Cela n’a pas empêché nos compatriotes d’être très critiques par rapport aux prestations qui leur sont proposées par les professionnels nationaux pointant du doigt leur qualité et arguant leur prix quand ils encensent nos voisins ibériques ou nos concurrents ottomans de manière effrontée. Or ces mêmes prestations, sont consommées par des touristes internationaux qui les jugent plus que correctes et même d’un très bon rapport qualité/prix. Il n’y a qu’à consulter les sites comparatifs pour vérifier que nous sommes plus que compétitifs à catégories égales. Il y a un moyen encore plus impartial pour comparer, c’est les chaines internationales qui sont aujourd’hui largement présentes chez nous et dont les prix au Maroc sont les plus bas sur l’année par rapport à d’autres destinations.
Alors de grâce, quand on parle de tourisme interne, il faut juste dire qu’il ne nous a pas attendus pour se mettre en place et proliférer dans l’informel le plus total depuis toujours. Il y en a pour toutes les bourses depuis la location d’appartements meublés tout standing jusqu’à la villa de luxe avec personnel dédié prêt à satisfaire tous les fantasmes en passant par le camping sauvage au bord des oueds et dans le littoral, sans compter la chambre d’hôtes dans des «hôtels non classés» mais avec pignon sur rue.
Intégrer l’informel
Aujourd’hui avec cette crise qui a mis à nu un certain nombre de dysfonctionnements, dont notamment la précarité de tous ceux qui officient dans l’informel, il serait temps de faire l’inventaire de toute cette offre, séparer le bon grain de l’ivraie, réguler et en faire des opportunités et non une tare.
A cela plusieurs pistes à prospecter, et à ce stade, il ne s’agit plus de combattre l’informel, mais de l’intégrer, car que l’on le veuille ou pas, il fait désormais partie intégrante de notre écosystème. Par exemple:
-Inviter tous les intervenants à s’identifier sur la base d’une charte professionnelle à respecter par l’ensemble.
-S’inscrire à la Contribution professionnelle unique (CPU) ou au Statut d’auto entrepreneur.
-S’inscrire et inscrire son personnel à la CNSS.
-Adhésion au label «Welcome Safely» tel que décrété par le ministère du Tourisme.

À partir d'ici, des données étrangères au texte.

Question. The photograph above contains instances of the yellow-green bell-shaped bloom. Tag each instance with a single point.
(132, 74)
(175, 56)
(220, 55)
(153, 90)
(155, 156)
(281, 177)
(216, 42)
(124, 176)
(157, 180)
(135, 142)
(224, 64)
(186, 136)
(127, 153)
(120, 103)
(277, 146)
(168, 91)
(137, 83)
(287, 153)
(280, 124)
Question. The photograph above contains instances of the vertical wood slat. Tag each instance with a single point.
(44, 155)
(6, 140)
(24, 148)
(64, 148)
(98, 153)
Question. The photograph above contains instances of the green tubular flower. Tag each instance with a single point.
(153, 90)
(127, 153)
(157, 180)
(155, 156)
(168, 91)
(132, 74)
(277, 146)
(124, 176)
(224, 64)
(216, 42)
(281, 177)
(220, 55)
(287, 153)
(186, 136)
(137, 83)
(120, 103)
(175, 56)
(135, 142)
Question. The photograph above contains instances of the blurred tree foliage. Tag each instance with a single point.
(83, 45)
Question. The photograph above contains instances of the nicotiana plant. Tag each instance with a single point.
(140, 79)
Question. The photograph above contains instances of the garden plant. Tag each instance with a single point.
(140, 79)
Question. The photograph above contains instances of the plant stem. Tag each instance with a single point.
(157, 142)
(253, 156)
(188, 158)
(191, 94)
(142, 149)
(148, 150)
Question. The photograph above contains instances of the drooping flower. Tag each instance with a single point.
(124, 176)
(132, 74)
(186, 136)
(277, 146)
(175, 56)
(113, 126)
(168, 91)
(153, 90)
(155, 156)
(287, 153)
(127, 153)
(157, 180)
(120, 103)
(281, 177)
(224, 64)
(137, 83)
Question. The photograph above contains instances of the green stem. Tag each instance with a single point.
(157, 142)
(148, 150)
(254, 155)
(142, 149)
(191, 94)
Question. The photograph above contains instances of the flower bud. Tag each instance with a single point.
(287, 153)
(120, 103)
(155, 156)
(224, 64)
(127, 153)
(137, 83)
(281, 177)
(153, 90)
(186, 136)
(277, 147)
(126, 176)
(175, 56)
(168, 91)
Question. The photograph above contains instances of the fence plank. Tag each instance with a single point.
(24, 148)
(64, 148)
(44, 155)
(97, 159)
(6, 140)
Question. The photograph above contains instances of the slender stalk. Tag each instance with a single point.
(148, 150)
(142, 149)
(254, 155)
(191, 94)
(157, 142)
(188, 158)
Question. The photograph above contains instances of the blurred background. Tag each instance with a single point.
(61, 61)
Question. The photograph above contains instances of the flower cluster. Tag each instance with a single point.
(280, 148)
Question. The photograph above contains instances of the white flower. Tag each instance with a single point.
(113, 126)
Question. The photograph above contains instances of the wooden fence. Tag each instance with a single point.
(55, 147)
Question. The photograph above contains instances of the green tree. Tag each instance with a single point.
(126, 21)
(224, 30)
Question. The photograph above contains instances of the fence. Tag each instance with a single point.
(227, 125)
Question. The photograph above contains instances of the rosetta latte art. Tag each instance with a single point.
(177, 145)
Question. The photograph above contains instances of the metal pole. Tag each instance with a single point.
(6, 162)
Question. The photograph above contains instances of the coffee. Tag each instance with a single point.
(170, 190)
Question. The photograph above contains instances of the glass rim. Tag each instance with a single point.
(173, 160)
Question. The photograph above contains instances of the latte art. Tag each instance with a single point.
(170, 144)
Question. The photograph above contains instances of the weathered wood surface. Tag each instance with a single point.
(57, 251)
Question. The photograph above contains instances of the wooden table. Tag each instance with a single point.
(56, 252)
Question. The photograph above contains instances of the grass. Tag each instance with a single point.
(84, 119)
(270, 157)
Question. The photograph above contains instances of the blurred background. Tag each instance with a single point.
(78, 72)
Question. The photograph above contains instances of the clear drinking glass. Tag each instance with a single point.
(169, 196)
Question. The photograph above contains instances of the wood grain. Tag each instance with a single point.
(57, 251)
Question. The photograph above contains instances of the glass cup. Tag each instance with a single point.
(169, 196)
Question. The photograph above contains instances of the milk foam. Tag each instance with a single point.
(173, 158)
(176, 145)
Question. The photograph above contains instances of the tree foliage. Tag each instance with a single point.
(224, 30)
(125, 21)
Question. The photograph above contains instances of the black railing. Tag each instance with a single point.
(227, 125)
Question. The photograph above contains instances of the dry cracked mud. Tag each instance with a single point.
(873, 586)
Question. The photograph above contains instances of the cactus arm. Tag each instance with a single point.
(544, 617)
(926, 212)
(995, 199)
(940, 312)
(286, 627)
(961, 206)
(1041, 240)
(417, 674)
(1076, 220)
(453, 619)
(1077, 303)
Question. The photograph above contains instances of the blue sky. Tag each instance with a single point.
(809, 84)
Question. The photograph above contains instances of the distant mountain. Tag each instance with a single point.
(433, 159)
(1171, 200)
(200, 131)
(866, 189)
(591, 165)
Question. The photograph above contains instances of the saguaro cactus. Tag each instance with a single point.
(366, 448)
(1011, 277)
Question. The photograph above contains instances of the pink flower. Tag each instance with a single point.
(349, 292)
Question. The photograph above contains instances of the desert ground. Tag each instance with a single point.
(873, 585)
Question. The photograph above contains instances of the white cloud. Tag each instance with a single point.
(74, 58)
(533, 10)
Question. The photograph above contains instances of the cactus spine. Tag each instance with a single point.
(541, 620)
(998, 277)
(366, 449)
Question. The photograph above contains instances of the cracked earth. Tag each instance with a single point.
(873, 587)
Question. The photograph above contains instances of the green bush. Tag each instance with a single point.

-Se soumettre aux règles de sécurité qui s’imposent.
-Souscrire à une assurance Responsabilité civile professionnelle.
La liste n’est pas exhaustive, il faut privilégier la carotte au bâton et n’exclure personne, car nous aurons besoin de tout le monde lorsque la crise sera derrière nous.
En conclusion, le tourisme interne doit être pris en considération, il ne concerne pas uniquement les professionnels du tourisme mais tous les Marocains. Il doit être un droit pour tous au même titre que l’éducation ou la santé, car il participe à notre bien-être. L’Etat doit avoir une politique volontariste pour son développement et mettre en place des mesures incitatives tant pour les consommateurs que pour les acteurs.
Il est clair que le tourisme interne ne sauvera pas les entreprises touristiques très affectées par cette pandémie, il pourra au mieux atténuer leurs pertes encore faut-il qu’il y est de la visibilité. Or à ce jour, veille de l’aïd Al Fitr et malgré la bonne gestion de la propagation du virus, l’état d’urgence sanitaire est toujours d’actualité, les frontières sont toujours fermées, la circulation à l’intérieur du Royaume soumise à conditions, le couvre-feu maintenu et les rumeurs se propagent à la vitesse de la lumière à tel titre qu’on ne sait plus à quel saint se vouer.
En attendant, aïd Moubarak et «Ntla9awfbladna……Incha Allah».